Provided that in recommending or appointing individuals to act as Conciliator, the institution or person shall have regard to such consideration as are likely to secure the appointment of an independent and impartial conciliator and, with respect to sole or third conciliator, shall take into account the advisability of appointing conciliators of a nationality other than the nationalities of the parties.

Can Court appoint Conciliators or not?

No, a Court can not appoint conciliators on its own. They are appointed with the consent of the parties.

What is Role of Conciliator?

Under section 67:

  1. The conciliator shall assist the parties in an independent and impartial manner in their attempt to reach an amicable settlement of their dispute.
  2. The conciliator shall be guided by principles of objectivity, fairness and justice, giving consideration to, among other things, the rights and obligations of the parties, the usages of the trade concerned and the circumstances surrounding the dispute, including any previous business practices between the parties.
  3. The conciliator may conduct the conciliation proceedings in such a manner as he considers appropriate, taking into account the circumstances of the case, the wishes the parties may express, including any request by a party that the conciliator hear oral statements, and the need for a speedy settlement of the dispute.
  4. The conciliator may, at any stage of the conciliation proceedings, make proposals for a settlement of the dispute. Such proposals need not be in writing and need not be accompanied by a statement of the masons therefor.

Can Conciliation proceedings be terminated or not?

Under Section 76, Conciliation proceedings can be terminated at any time by any party.
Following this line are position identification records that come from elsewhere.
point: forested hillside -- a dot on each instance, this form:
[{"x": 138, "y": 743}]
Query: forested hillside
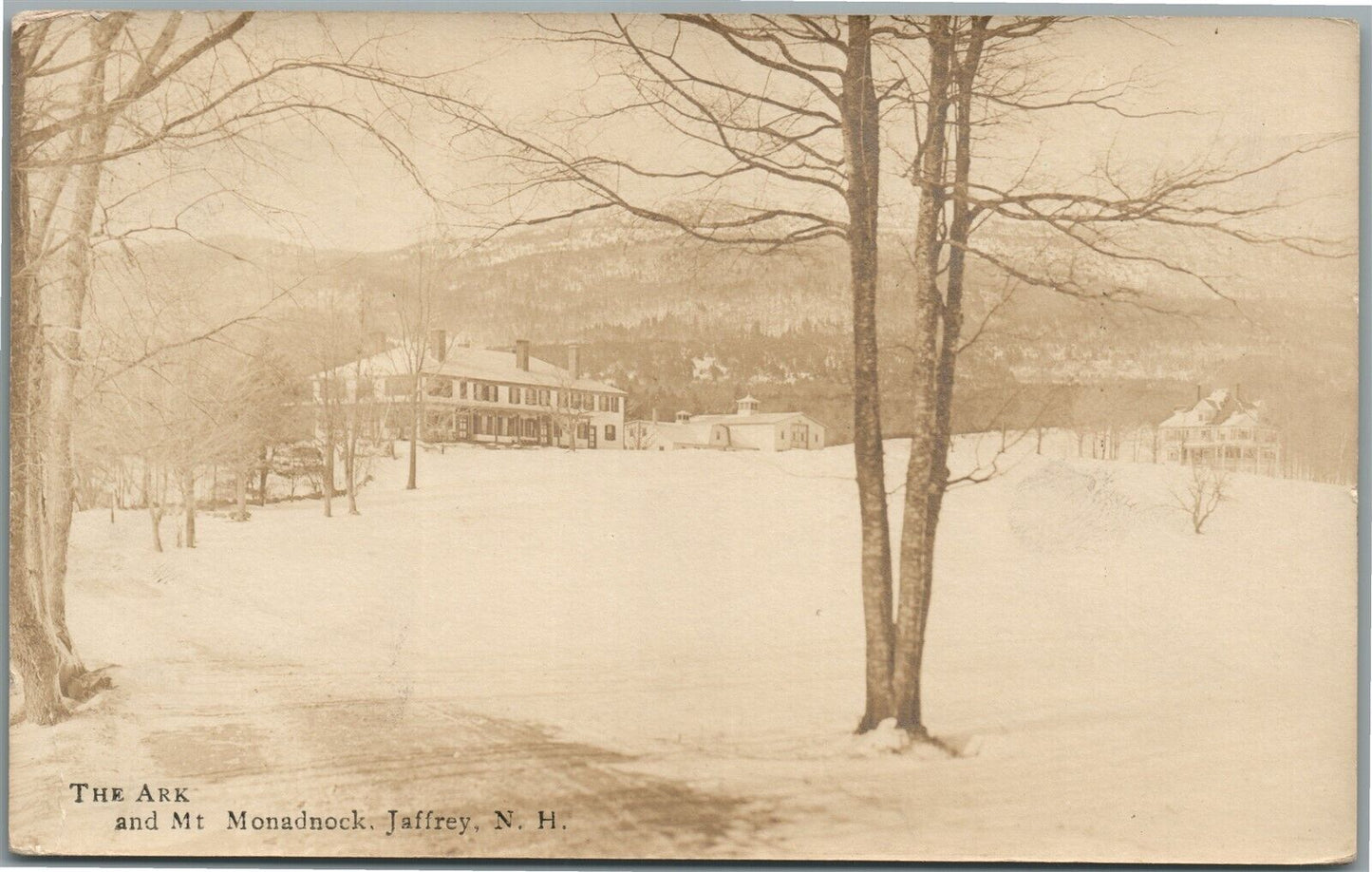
[{"x": 687, "y": 326}]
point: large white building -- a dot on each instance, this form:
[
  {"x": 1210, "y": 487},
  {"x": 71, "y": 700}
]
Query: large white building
[
  {"x": 478, "y": 396},
  {"x": 745, "y": 430},
  {"x": 1221, "y": 430}
]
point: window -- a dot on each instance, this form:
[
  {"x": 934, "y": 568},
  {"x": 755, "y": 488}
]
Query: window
[{"x": 437, "y": 386}]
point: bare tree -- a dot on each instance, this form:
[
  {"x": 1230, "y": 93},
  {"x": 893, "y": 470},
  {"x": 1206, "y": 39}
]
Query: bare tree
[
  {"x": 422, "y": 341},
  {"x": 92, "y": 92},
  {"x": 1205, "y": 489},
  {"x": 801, "y": 123},
  {"x": 965, "y": 74}
]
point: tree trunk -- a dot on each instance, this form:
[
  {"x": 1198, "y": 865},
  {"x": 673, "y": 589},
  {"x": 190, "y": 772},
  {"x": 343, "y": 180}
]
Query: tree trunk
[
  {"x": 863, "y": 148},
  {"x": 188, "y": 502},
  {"x": 350, "y": 468},
  {"x": 415, "y": 437},
  {"x": 262, "y": 474},
  {"x": 31, "y": 646},
  {"x": 240, "y": 492},
  {"x": 915, "y": 558}
]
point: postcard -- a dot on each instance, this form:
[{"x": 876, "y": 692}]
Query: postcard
[{"x": 684, "y": 436}]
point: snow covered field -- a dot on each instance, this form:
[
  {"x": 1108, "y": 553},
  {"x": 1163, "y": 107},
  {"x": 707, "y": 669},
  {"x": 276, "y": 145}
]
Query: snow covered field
[{"x": 667, "y": 650}]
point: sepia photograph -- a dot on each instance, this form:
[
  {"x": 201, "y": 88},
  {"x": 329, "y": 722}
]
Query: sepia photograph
[{"x": 752, "y": 436}]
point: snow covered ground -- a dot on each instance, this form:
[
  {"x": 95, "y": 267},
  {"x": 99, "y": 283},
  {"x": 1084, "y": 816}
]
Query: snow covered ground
[{"x": 667, "y": 650}]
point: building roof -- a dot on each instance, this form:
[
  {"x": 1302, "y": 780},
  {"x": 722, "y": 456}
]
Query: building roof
[
  {"x": 486, "y": 364},
  {"x": 1220, "y": 409},
  {"x": 684, "y": 434},
  {"x": 745, "y": 421}
]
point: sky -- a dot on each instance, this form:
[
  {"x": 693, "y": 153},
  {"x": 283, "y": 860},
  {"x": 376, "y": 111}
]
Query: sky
[{"x": 1249, "y": 86}]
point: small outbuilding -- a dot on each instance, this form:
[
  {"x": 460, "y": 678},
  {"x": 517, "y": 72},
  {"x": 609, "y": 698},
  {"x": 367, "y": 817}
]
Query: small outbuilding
[{"x": 748, "y": 428}]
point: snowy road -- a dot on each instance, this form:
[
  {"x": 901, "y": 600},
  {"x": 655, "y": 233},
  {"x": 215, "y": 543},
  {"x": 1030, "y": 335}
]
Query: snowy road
[
  {"x": 250, "y": 739},
  {"x": 665, "y": 650}
]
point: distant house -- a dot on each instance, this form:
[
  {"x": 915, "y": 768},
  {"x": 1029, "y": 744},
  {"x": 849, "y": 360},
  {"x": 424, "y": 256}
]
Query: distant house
[
  {"x": 1221, "y": 430},
  {"x": 745, "y": 430},
  {"x": 504, "y": 397}
]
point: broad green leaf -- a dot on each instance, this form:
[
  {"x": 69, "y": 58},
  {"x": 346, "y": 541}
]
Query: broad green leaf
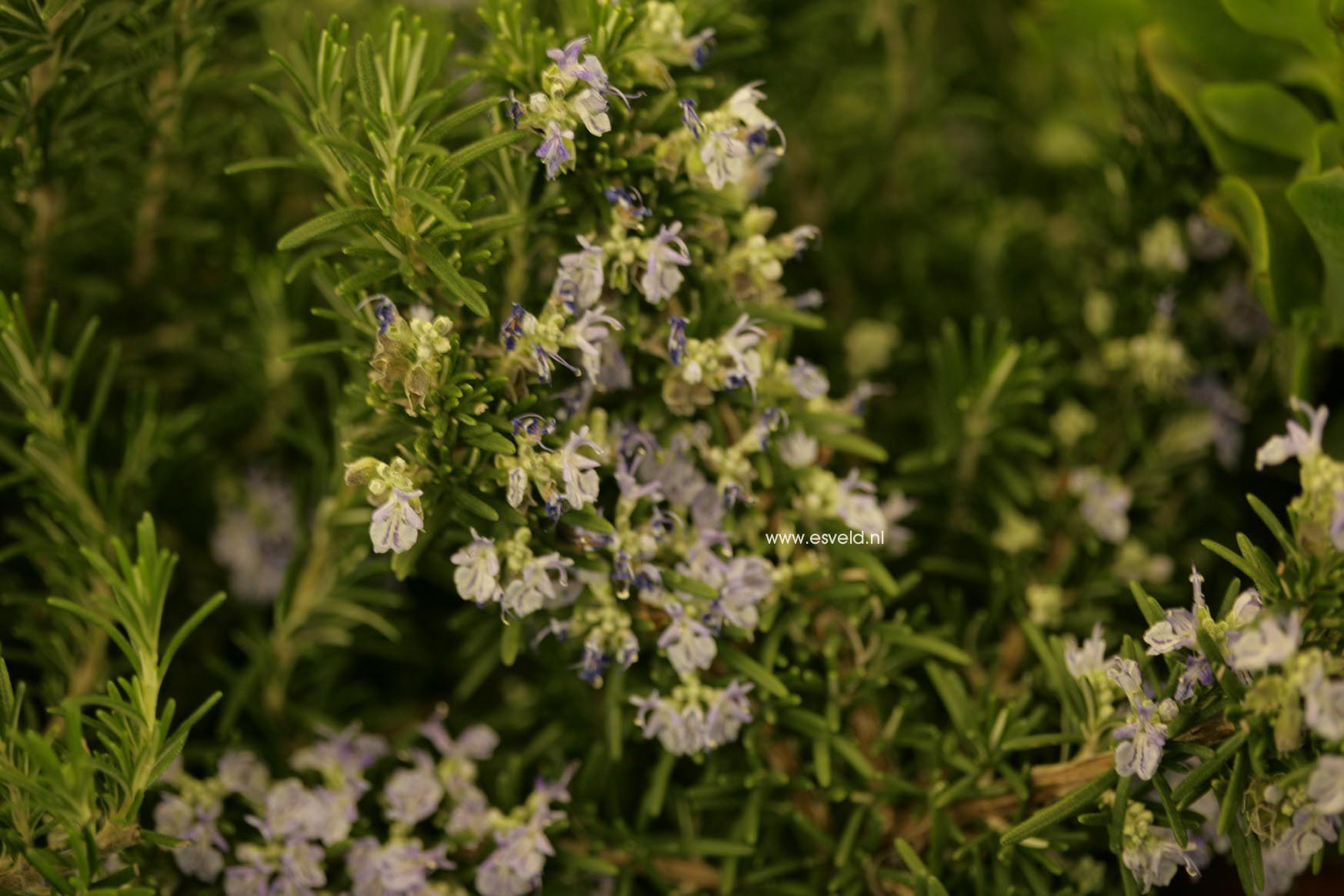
[
  {"x": 1261, "y": 115},
  {"x": 1239, "y": 207},
  {"x": 1297, "y": 21},
  {"x": 1320, "y": 203},
  {"x": 1182, "y": 78}
]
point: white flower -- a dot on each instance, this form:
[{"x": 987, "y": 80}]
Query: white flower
[
  {"x": 579, "y": 280},
  {"x": 413, "y": 794},
  {"x": 1299, "y": 442},
  {"x": 689, "y": 644},
  {"x": 478, "y": 574},
  {"x": 725, "y": 158},
  {"x": 581, "y": 481},
  {"x": 589, "y": 334},
  {"x": 799, "y": 450},
  {"x": 244, "y": 774},
  {"x": 1269, "y": 644},
  {"x": 856, "y": 505},
  {"x": 669, "y": 254},
  {"x": 590, "y": 106},
  {"x": 742, "y": 104},
  {"x": 1326, "y": 786},
  {"x": 1324, "y": 710},
  {"x": 808, "y": 379},
  {"x": 1089, "y": 658},
  {"x": 1152, "y": 853},
  {"x": 1105, "y": 503},
  {"x": 397, "y": 525}
]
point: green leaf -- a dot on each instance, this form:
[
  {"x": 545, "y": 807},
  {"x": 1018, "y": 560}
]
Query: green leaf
[
  {"x": 1152, "y": 610},
  {"x": 1270, "y": 521},
  {"x": 456, "y": 120},
  {"x": 1296, "y": 21},
  {"x": 897, "y": 636},
  {"x": 1320, "y": 203},
  {"x": 327, "y": 223},
  {"x": 1057, "y": 811},
  {"x": 492, "y": 442},
  {"x": 1264, "y": 116},
  {"x": 1198, "y": 781},
  {"x": 264, "y": 164},
  {"x": 476, "y": 505},
  {"x": 785, "y": 316},
  {"x": 1230, "y": 804},
  {"x": 1238, "y": 207},
  {"x": 1174, "y": 820},
  {"x": 456, "y": 284},
  {"x": 471, "y": 152}
]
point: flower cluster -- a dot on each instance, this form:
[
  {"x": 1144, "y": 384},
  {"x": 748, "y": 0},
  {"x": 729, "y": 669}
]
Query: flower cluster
[
  {"x": 255, "y": 538},
  {"x": 334, "y": 825},
  {"x": 575, "y": 92},
  {"x": 659, "y": 425}
]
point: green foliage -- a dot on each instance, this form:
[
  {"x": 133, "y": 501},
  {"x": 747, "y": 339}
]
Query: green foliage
[
  {"x": 1039, "y": 341},
  {"x": 1254, "y": 79}
]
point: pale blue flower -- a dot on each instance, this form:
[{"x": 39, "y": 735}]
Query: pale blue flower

The Conciliation proceedings shall be terminated:-

  • By the signing of the settlement Agreement by the parties on the date of the agreement; or
  • By a written declaration of the Conciliator, after consultation with the parties, to the effect that further efforts at Conciliation are no longer justified, on the date of the declaration; or
  • By a written declaration of the parties addressed to the Conciliator to the effect that the Conciliation proceedings are terminated, on the date of the declaration; or
  •  By a written declaration of a party to the other party and the Conciliator, if appointed, to the effect that the Conciliation proceedings are terminated, on the date of the declaration.

Can an Arbitrator act as Conciliator or not?

Arbitrator can act as Conciliator only if agreed by the parties.

Evidence before Conciliators

Section 81 deals with admissibility of evidence in other proceedings and reads that:

The Parties shall not rely on or introduce as evidence in arbitral or judicial proceedings, whether or not such proceedings relate to the dispute that is the subject of the Conciliation proceedings:-

  • Views expressed or suggestions made by the other party in respect of a possible settlement of the dispute;
  • Admissions made by the other party in the course of the Conciliation proceedings;
  • Proposals made by the Conciliator;
  • The fact that, the other party had indicted his willingness to accept a proposal for settlement made by the Conciliator.

Conclusion

The conciliation as a means of alternate dispute resolution in the Act is definitely a positive step towards encouraging parties to opt for it. Taking into consideration the time, effort and money involved in pursuing cases before a court or an arbitrator in India, conciliation should act as the perfect means for resolving disputes, especially those of commercial nature. Hence, parties should prior to initiating arbitration or judicial proceedings, opt for conciliation as a means for resolving disputes. In case conciliation proceedings fail, only then should the disputants look at arbitration or litigation to resolve the dispute.